A statistical analysis of the CDFs, calculated from amplitude distributions, was used as an objective measure to identify regions of isotropy and anisotropy in the tissue. Note that anisotropic regions are characterized by a preferred direction of fibre orientations versus isotropic regions that show arbitrary fibre orientations. For distribution fitting of anisotropic regions, we used either one or (in the case of two preferred fibre orientations) a mixture of two von Mises distributions from which we determined μ, describing the principal fibre orientation and b, a measure for the fibre alignment about μ (figure 5). Our choice for using a von Mises distribution was based on well-established modelling frameworks of arterial tissues [25,34,38,43,44], in which b can be used to calculate dispersion parameters which, together with μ, can be directly used in the numerical modelling or finite element analyses, even in commercial codes such as Abaqus (SIMULIA, Providence, RI). The decision to perform distribution fitting through MLE instead of a simple least-squares method was motivated by its independence of bin size and the potential pitfalls arising from the normality-, constant variance- and independent-errors assumptions [45]. Using our method, we present for the first time to our knowledge, the (continuous) values of both modelling parameters μ and b throughout the thickness of the human aortic wall (figure 6).

The three-dimensional quantification of fibre orientations (figure 4a) confirmed our visual impression that the collagen fibres in the adventitia were oriented more axially and showed higher anisotropy (note the dark blue regions between preferred orientations) compared with the media, where they were oriented closer to the circumferential direction and the fibre alignment was less pronounced (note the light blue to turquoise regions indicating some presence of fibres in all directions). By analysing the behaviour of relative amplitudes throughout the entire thickness of the aortic wall, we were able to identify depth-resolved changes in the structural organization of the collagen fibre families (figure 4b). For the first time to our knowledge, we present continuous quantitative data showing the presence of two counter rotating fibre families in the adventitia (lying within axial-circumferential planes), while only one fibre family with alternating orientations between sequential axial-circumferential planes was found in the media. The results for the location parameter μ in figure 6a, further highlighted the alternating nature of the preferred fibre orientations in the media, and the more fluctuating orientations in the adventitia, which was found to be characteristic of all five vessels, and corresponds well with previously reported differences in the qualitative mechanical stress–stretch response of abdominal aortas [41] and carotid arteries [46]. To validate our data, several z-stacks from nearby positions were acquired and analysed for each sample. Statistical analysis showed that differences in the neighbouring regions of the same sample were low and the reported morphologies were indeed representative for each vessel. For example, statistical comparisons (t-tests) among four z-stacks obtained from different positions of the vessel shown in figure 2 yielded no significant differences (p < 0.05) for the concentration parameters b throughout the media.

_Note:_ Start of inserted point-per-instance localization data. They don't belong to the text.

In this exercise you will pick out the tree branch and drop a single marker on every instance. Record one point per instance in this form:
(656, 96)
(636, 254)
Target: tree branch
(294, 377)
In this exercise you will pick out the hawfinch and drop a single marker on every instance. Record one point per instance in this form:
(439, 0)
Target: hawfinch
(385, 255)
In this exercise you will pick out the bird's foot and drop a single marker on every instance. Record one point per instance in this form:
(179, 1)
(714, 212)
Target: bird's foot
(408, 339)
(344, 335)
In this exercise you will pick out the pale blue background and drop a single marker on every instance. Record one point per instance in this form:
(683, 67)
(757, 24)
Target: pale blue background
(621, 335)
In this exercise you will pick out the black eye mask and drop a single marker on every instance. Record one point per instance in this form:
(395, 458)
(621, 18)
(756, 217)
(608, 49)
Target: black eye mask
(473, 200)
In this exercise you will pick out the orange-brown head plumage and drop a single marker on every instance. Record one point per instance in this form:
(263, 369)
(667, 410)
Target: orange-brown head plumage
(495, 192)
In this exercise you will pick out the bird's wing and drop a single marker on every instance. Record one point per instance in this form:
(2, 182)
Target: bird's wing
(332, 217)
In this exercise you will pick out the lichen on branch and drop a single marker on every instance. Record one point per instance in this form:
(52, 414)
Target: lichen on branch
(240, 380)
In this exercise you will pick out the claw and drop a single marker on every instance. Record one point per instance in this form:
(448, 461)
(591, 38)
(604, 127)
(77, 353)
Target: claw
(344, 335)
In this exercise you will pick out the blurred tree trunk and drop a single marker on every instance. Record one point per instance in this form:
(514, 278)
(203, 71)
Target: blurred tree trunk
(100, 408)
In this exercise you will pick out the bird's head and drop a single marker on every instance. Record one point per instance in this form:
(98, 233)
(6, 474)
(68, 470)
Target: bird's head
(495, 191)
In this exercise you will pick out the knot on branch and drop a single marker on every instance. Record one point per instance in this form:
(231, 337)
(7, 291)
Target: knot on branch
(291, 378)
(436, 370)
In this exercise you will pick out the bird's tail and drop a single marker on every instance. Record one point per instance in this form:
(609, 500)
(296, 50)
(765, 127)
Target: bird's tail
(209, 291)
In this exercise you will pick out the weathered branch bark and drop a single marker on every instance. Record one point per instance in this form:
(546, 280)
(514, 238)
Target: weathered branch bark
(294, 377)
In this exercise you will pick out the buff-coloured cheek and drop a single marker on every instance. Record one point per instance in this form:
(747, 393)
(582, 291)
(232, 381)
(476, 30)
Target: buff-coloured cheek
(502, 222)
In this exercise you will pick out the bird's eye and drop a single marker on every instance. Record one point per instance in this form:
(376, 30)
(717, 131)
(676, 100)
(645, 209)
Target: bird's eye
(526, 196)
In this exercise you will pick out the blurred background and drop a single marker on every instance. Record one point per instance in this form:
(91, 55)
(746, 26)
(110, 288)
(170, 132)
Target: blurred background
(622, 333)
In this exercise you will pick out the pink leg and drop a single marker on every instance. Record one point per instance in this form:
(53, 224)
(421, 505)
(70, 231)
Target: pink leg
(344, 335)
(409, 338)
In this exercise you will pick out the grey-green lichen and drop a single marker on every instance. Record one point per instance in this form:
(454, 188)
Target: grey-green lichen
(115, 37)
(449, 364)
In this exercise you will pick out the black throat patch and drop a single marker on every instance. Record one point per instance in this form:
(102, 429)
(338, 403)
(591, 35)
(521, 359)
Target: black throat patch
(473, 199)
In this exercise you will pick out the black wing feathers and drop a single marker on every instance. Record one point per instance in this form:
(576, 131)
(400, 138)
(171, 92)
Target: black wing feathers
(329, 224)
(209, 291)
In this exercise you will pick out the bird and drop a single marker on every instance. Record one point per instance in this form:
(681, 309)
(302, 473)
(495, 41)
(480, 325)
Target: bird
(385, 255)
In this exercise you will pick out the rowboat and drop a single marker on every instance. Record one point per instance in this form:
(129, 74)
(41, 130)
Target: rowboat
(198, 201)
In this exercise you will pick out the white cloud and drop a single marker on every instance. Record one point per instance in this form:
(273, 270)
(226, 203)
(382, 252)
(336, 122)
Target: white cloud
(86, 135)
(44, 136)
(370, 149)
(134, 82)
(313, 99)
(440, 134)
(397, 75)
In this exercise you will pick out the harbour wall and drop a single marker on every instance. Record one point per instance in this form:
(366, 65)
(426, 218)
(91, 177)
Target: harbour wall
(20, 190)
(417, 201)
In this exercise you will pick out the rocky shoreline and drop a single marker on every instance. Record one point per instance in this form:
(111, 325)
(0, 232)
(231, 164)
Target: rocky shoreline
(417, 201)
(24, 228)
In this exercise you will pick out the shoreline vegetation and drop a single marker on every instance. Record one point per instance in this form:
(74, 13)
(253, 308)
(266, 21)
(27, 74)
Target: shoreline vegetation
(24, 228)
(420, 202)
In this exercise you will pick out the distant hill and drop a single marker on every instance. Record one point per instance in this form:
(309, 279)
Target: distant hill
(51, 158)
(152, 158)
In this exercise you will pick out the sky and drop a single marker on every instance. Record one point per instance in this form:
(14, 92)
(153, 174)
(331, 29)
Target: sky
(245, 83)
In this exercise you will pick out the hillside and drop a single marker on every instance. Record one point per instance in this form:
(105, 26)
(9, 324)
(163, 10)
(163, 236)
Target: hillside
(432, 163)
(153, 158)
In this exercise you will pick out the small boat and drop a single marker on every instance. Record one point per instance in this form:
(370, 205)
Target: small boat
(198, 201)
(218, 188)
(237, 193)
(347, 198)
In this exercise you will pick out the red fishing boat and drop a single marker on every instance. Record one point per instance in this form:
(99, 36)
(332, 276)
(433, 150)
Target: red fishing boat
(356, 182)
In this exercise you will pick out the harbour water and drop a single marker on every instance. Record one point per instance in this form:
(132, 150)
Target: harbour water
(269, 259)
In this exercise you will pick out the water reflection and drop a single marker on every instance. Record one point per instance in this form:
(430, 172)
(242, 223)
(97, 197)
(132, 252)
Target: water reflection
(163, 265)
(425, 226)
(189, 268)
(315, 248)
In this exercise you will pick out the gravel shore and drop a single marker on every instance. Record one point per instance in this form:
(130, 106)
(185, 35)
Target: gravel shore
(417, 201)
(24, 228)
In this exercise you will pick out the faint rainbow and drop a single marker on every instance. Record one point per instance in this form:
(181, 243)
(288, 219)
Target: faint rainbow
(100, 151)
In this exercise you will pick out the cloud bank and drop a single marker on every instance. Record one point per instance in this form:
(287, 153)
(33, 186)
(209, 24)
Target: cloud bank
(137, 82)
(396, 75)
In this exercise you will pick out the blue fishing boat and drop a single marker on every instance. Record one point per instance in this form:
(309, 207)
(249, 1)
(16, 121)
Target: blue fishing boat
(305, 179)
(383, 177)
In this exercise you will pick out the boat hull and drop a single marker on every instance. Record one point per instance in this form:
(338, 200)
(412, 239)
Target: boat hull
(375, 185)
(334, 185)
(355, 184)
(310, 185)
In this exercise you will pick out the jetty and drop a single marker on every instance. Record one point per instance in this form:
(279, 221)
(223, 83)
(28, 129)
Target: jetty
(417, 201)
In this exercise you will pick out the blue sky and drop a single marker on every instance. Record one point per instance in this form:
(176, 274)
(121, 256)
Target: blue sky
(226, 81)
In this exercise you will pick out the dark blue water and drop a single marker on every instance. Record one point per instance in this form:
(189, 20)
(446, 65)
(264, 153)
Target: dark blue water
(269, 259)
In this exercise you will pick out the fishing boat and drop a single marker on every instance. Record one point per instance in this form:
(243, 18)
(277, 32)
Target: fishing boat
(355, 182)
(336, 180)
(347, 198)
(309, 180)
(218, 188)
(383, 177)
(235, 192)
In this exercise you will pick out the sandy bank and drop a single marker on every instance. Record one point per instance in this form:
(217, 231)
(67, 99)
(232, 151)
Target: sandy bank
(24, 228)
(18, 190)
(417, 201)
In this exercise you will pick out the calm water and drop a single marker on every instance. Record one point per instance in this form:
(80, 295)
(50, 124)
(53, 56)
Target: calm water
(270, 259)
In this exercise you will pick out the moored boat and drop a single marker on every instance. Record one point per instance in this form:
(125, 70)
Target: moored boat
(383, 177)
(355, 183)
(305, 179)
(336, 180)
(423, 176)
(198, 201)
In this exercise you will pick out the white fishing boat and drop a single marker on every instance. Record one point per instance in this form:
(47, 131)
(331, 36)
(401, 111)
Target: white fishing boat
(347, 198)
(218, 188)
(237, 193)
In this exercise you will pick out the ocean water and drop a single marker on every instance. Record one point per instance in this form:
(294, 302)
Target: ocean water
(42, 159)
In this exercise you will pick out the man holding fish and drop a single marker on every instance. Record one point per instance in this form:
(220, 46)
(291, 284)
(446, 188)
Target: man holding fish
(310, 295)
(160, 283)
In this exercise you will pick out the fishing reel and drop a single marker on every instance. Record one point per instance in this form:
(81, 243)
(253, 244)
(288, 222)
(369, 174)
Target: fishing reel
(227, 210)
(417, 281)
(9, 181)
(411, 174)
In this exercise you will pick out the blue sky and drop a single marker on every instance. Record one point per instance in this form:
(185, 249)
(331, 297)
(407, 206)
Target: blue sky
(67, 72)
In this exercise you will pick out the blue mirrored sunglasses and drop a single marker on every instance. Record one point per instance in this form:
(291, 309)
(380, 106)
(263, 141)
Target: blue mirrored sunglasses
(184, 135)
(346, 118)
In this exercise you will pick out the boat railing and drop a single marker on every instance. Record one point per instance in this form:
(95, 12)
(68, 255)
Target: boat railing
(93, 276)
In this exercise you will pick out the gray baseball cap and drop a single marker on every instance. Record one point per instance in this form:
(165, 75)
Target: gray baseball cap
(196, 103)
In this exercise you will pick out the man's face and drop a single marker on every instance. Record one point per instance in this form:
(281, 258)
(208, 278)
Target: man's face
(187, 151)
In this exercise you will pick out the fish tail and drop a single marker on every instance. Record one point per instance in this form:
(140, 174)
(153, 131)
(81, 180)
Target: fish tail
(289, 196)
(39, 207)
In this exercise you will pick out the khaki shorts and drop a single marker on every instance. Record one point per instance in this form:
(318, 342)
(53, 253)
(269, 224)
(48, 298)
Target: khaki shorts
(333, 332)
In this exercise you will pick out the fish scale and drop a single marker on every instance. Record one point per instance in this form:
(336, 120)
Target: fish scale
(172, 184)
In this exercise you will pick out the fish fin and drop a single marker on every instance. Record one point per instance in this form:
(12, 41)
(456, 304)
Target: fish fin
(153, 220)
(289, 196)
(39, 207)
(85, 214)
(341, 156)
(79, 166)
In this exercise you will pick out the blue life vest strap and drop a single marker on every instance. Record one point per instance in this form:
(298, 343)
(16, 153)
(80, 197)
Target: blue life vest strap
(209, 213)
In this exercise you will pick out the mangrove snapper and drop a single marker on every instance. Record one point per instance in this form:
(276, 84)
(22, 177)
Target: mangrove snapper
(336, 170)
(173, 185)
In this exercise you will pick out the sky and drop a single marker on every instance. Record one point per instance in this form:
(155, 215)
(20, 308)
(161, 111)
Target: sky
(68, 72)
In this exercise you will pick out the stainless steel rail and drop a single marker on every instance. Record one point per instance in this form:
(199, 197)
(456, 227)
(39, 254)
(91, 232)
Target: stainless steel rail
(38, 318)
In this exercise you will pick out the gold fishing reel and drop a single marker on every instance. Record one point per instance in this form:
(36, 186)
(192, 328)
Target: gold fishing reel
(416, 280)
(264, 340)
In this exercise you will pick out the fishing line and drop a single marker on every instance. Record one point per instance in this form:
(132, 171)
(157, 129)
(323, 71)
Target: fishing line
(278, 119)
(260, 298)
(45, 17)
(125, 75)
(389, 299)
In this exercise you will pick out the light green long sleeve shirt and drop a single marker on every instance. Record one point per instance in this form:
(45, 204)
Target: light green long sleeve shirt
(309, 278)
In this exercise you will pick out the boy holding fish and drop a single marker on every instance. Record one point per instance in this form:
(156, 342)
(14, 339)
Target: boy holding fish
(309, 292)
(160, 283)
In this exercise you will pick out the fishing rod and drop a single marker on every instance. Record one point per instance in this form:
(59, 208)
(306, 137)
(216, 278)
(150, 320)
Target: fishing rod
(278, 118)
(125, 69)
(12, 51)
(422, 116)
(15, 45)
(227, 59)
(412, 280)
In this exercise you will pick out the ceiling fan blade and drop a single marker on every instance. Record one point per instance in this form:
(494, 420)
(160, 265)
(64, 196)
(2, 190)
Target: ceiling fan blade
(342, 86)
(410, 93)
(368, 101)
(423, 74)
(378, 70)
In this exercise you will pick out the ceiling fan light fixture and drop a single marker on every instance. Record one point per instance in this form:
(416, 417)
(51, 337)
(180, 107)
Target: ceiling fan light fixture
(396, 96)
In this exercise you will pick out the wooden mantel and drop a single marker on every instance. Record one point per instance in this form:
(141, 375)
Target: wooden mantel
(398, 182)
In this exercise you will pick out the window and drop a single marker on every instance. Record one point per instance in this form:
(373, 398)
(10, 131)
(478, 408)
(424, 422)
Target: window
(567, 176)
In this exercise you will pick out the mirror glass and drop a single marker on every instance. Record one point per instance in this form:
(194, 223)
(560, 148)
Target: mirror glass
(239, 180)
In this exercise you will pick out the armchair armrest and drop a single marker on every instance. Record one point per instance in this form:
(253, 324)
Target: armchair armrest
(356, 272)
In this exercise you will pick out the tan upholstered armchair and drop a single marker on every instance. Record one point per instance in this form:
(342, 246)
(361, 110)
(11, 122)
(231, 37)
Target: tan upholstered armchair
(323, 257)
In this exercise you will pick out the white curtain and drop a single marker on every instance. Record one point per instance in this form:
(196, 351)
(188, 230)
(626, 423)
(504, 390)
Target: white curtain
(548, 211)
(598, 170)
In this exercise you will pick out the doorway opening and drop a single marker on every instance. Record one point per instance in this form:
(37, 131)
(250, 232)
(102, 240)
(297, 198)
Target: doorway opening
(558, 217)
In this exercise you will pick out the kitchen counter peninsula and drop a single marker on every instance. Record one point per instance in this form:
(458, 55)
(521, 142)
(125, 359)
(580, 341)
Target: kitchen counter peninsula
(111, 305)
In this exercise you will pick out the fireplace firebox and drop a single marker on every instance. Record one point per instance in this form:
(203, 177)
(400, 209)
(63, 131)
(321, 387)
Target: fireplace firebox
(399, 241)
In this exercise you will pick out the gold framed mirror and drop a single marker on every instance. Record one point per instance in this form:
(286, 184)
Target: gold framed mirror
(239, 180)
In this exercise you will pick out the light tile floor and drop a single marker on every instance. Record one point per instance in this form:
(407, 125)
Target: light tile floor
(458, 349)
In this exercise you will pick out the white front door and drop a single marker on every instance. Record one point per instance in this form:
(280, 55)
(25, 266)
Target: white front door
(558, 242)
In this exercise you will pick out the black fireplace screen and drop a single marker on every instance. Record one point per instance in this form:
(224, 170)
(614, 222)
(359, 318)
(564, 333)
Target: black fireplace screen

Compared with previous studies of collagen organization in human arteries [35,40,47], our method is non-destructive, yields continuous data throughout the entire thickness of soft biological tissues, therefore, allowing for investigations of specific locations inside the tissue (e.g. transition regions between the three arterial layers). Owing to the automated nature of our method, it is not subject to limitations such as human measurement bias or fair sampling (both pose a risk when, e.g. measuring collagen fibre angles using polarized light [8]).

With an ultimate tensile strength in the range of 50–100 MPa [48], collagen fibres are responsible for the strength and load resistance of the arterial wall. Therefore, understanding their microscopic structure and changing morphologies throughout the three layers of the wall is key in the analysis of mechanical quantities such as stress and strain, both of which are used as a basis for numerical modelling of growth and remodelling processes [49].